OBJECTIVES: To explore presence and features of striatal dopaminergic deficit in subjects with idiopathic normal pressure hydrocephalus as compared to Parkinson's disease (PD) patients and healthy controls.
METHODS: We investigated 50 subjects with idiopathic normal pressure hydrocephalus, 25 with PD, and 40 healthy controls. All participants underwent [123 I]-N-ω-fluoropropyl-2β-carbomethoxy-3β-(4-iodophenyl)nortropane and single-photon emission computed tomography to quantify the striatal dopamine reuptake transporter binding. All subjects with idiopathic normal pressure hydrocephalus underwent a levodopa (l-dopa) challenge test and magnetic resonance imaging to evaluate ventriculomegaly and white matter changes. Gait, cognition, balance, and continence were assessed with the Idiopathic Normal Pressure Hydrocephalus Rating Scale, and parkinsonism with the motor section of the Movement Disorder Society-Unified Parkinson's Disease Rating Scale. All patients completed a 2-year follow-up.

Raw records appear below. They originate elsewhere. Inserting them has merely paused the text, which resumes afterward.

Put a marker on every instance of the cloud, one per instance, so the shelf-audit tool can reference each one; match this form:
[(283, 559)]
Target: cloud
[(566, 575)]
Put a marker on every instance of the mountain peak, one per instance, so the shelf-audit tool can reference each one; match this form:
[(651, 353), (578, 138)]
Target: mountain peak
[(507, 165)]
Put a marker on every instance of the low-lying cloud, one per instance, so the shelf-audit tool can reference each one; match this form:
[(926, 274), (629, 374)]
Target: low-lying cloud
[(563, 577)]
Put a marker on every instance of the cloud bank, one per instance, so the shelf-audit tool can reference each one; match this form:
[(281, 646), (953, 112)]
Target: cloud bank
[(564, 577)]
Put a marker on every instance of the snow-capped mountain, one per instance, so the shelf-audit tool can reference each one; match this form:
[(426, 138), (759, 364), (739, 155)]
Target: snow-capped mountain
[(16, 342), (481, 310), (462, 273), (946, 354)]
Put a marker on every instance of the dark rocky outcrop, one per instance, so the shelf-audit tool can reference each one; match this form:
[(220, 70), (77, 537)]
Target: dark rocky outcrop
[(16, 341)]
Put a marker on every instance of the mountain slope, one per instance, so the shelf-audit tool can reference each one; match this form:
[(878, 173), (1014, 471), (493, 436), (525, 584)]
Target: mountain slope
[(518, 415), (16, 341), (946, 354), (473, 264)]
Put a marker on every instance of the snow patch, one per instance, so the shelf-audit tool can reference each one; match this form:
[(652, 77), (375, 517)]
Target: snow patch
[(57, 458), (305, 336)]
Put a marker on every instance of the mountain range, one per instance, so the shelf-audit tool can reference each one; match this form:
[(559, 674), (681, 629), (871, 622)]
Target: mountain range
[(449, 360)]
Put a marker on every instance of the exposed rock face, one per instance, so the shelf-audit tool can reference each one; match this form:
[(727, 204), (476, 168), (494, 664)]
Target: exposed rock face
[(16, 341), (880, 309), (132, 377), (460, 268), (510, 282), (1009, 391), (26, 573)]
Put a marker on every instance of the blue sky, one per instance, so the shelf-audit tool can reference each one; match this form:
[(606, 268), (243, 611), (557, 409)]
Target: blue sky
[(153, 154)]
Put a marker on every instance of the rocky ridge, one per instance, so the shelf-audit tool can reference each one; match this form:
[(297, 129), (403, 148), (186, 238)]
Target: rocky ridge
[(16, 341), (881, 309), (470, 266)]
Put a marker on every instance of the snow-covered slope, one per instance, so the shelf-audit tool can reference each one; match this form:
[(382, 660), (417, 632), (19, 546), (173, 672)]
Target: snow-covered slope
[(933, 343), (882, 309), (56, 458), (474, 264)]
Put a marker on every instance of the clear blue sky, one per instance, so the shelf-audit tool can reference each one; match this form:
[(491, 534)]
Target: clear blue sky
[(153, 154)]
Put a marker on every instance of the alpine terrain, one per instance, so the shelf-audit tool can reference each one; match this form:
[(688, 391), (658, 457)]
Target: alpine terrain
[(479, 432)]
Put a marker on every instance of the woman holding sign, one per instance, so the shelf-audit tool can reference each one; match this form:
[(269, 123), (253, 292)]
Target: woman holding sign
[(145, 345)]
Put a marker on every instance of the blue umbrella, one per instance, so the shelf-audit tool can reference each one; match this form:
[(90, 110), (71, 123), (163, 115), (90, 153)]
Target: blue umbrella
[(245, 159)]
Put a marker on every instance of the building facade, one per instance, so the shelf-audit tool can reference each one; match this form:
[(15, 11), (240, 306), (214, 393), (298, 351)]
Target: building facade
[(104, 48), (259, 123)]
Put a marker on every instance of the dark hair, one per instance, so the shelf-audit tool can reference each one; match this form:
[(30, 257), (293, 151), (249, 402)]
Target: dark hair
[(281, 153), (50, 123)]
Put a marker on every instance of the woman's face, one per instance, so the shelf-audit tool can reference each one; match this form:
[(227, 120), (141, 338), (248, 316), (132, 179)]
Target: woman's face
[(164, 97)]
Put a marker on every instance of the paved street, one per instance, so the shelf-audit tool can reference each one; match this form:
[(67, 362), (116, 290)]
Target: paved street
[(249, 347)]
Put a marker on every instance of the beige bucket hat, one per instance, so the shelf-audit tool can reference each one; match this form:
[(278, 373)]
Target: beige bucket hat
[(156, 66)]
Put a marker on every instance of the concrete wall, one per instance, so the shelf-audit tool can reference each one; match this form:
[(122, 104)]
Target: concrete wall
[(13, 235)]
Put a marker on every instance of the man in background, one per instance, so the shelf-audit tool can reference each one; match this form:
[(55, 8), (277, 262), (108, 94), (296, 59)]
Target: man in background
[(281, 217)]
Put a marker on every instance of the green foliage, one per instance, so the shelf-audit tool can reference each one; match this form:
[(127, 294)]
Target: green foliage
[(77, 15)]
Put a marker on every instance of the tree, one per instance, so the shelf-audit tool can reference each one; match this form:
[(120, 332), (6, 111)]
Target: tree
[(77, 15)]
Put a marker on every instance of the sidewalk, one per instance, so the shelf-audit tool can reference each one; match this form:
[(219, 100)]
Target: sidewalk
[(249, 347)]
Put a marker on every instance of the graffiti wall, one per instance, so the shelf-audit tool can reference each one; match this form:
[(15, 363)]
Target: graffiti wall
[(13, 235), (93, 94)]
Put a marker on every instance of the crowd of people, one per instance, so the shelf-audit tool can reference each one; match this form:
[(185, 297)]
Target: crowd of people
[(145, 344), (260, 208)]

RESULTS: A total of 62% of patients with idiopathic normal pressure hydrocephalus featured a reduced striatal dopamine reuptake transporter binding, which correlated with the severity of parkinsonism but not with features of ventriculomegaly or white matter changes. Unlike PD, this dopaminergic deficit in idiopathic normal pressure hydrocephalus was more symmetric and prominent in the caudate nucleus.
CONCLUSIONS: Subjects with idiopathic normal pressure hydrocephalus can present a reduction of striatal dopamine reuptake transporter binding, which is consistent with the severity of parkinsonism and qualitatively differs from that found in PD patients. Longitudinal interventional studies are needed to prove a role for striatal dopamine reuptake transporter deficit in the pathophysiology of idiopathic normal pressure hydrocephalus. © 2020 International Parkinson and Movement Disorder Society.